После и сквозь железные засовы дошло в тюрьму, что Иван Осипович отвез Федькину голову в Ивановский монастырь и там повесил в трапезной над столом, привязав за волосы к светильнику. И снимать не велел, сказав, что это для аппетита.
Игуменья обещала жаловаться. Иван Осипович сказал, что может еще много голов в монастыре развесить.
— Вы тут живых младенцев жарили и жрали, да еще жаловаться хотите? Всех бы вас сжечь на костре, а лучше
вместе со всем монастырем вашим!
И нехорошо на игуменью посмотрел. Игуменья стерпела.
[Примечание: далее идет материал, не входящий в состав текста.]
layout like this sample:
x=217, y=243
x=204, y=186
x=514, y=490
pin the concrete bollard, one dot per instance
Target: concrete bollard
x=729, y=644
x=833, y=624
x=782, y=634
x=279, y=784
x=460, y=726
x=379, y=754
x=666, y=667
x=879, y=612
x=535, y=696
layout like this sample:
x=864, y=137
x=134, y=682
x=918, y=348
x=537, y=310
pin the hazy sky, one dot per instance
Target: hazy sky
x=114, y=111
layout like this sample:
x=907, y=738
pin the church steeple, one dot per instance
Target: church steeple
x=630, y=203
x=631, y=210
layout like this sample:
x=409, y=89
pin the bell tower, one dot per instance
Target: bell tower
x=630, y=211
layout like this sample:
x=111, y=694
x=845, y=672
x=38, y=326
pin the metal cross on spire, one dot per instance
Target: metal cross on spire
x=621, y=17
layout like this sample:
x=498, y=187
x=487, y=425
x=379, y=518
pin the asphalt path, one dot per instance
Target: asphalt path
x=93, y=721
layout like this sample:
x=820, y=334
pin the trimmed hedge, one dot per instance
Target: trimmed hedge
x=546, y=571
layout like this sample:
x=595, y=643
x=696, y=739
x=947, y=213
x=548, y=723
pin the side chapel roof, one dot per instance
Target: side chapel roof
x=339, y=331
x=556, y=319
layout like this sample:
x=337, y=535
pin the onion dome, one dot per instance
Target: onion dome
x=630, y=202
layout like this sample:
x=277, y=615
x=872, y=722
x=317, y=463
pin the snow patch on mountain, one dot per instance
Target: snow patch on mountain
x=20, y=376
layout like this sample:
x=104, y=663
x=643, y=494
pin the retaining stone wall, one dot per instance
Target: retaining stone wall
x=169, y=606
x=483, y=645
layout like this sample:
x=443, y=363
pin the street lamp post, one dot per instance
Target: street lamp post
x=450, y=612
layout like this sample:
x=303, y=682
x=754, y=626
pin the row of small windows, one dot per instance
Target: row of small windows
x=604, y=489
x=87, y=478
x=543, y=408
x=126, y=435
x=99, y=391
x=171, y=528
И однажды кто-то ночью из трапезной Федькину голову стащил. В углу, где сходились две монастырские стены, появился крест из свежего дерева. Иван Осипович прибежал с солдатами, раскопал могилу. Он точно догадался, что там была похоронена Федькина голова. Голову он приказал обмыть и отдать монастырским свиньям, пусть полакомятся.
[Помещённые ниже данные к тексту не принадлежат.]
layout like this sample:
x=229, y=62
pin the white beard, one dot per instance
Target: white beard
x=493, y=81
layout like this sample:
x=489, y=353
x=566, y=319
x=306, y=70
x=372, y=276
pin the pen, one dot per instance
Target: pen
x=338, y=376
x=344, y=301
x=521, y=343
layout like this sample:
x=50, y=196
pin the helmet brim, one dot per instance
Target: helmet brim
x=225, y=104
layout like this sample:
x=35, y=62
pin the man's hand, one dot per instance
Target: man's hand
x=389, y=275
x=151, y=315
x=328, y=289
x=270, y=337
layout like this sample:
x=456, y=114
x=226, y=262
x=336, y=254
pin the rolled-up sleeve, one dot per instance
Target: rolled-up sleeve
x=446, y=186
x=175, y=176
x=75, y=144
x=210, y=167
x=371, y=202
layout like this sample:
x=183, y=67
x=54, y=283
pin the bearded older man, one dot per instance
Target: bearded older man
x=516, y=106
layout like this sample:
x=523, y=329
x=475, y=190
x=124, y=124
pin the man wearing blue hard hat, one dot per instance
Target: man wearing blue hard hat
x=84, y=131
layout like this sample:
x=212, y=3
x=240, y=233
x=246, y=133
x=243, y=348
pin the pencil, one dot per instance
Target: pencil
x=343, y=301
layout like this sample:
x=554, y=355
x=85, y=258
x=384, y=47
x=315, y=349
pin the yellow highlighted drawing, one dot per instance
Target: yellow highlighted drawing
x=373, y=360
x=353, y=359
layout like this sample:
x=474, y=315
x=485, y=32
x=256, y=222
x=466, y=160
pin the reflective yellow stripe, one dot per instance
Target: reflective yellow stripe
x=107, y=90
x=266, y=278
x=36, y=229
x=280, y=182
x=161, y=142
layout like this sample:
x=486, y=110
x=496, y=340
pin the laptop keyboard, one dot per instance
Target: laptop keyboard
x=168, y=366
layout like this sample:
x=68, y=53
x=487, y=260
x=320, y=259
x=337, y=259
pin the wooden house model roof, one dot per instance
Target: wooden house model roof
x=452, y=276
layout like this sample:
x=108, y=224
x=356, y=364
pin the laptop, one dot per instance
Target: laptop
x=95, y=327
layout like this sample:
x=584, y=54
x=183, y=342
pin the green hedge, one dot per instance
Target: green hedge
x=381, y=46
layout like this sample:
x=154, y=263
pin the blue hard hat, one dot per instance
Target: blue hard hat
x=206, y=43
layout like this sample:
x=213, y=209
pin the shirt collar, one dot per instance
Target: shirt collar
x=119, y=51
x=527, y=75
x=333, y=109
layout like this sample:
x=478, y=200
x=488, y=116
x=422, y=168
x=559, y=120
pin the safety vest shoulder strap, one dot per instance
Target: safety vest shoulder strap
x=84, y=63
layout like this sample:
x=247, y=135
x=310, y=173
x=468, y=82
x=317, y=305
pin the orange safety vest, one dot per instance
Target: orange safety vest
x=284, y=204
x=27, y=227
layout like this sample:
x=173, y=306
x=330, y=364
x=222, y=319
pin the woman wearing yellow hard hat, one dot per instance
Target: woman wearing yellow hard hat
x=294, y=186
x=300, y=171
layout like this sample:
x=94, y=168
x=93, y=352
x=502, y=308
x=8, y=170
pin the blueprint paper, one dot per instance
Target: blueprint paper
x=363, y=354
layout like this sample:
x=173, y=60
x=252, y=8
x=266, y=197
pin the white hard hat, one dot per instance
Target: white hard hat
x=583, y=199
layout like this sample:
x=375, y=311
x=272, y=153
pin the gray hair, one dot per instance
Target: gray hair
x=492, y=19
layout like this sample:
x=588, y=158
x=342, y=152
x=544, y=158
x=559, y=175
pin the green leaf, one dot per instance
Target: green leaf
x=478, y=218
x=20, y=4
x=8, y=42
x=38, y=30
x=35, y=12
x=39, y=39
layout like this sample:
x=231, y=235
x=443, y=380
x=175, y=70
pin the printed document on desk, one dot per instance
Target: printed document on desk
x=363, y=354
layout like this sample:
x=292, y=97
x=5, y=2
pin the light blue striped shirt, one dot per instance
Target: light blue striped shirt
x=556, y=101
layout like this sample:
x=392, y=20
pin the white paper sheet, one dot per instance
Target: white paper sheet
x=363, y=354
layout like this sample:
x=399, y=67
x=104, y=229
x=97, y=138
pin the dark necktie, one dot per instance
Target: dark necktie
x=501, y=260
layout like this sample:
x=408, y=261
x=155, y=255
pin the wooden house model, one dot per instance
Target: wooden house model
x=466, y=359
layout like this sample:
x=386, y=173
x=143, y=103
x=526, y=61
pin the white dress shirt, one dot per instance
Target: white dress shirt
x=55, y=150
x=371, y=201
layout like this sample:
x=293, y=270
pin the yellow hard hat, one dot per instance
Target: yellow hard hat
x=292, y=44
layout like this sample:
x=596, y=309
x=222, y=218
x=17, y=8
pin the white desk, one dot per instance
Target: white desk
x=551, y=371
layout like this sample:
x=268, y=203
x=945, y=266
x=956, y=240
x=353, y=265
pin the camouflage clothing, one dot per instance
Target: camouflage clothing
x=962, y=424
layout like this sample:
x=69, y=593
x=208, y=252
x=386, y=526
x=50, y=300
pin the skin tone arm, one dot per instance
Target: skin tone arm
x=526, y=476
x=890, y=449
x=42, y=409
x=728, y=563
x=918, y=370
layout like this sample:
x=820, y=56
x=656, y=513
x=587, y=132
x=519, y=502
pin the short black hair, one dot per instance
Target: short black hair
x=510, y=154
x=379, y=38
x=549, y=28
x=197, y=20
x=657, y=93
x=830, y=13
Обидно было все это знать. А есть в тюрьме Палашке-Евфимии и другим узникам почти не давали, били и пинали ежедневно. Но как-то все же выжила она в тюремных подвалах.
Сначала отправили в Сибирь по этапу сектантов-мужиков, выколов на лбах надпись «Вор!» Говорили, что в рудники такие отправили, из которых никто никогда не возвращался. Потом этапом, в кандалах, отправили в Сибирь и девок. Пока Палашка-Евфимия вместе с другими бывшими монашками добралась до Томска, подоспело ей время рожать. Она уже это чуяла.
Строгая игуменья Олимпиада Бурмакина, женщина дородная, тяжелая, властная, насупила широкие черные брови. И сразу с дороги велела всем девкам-шалопуткам войти в храм Христорождественского монастыря. И сказала так:
— Мне про вас писано: арестантки вы. Квакерии. Эту ересь занесли в Москву из Англии. Теперь вы будете расстрижены на вечное поселение. Вас двадцать две, и все будете под арестом при моем монастыре.
И наказала им:
— Как служба начнется, должны вы лечь, поганые, на пол храма, раскинув руки. Только так должны молиться великие грешницы! Вы, проклятые богом, девки-квакерии, не думайте, что в монастыре у меня вам сладко будет. Готовитесь горького отведать сполна. Шалопутки!
Эти девки-шалопутки повалились на пол, как подкошенные, даже не сняв с плеч дорожных котомок своих. И во время всей службы, в знак великого греха, лежали они крестообразно, раскинув руки, перед солеей, перед иконостасом. Как разбойники, которые просили у Христа прощения. Лежали, смотрели на лики святых, желтый восковой огонь. И беззвучно подвывали. И так, лежа, раскинув руки во время молитвы, Палашка и рожать начала.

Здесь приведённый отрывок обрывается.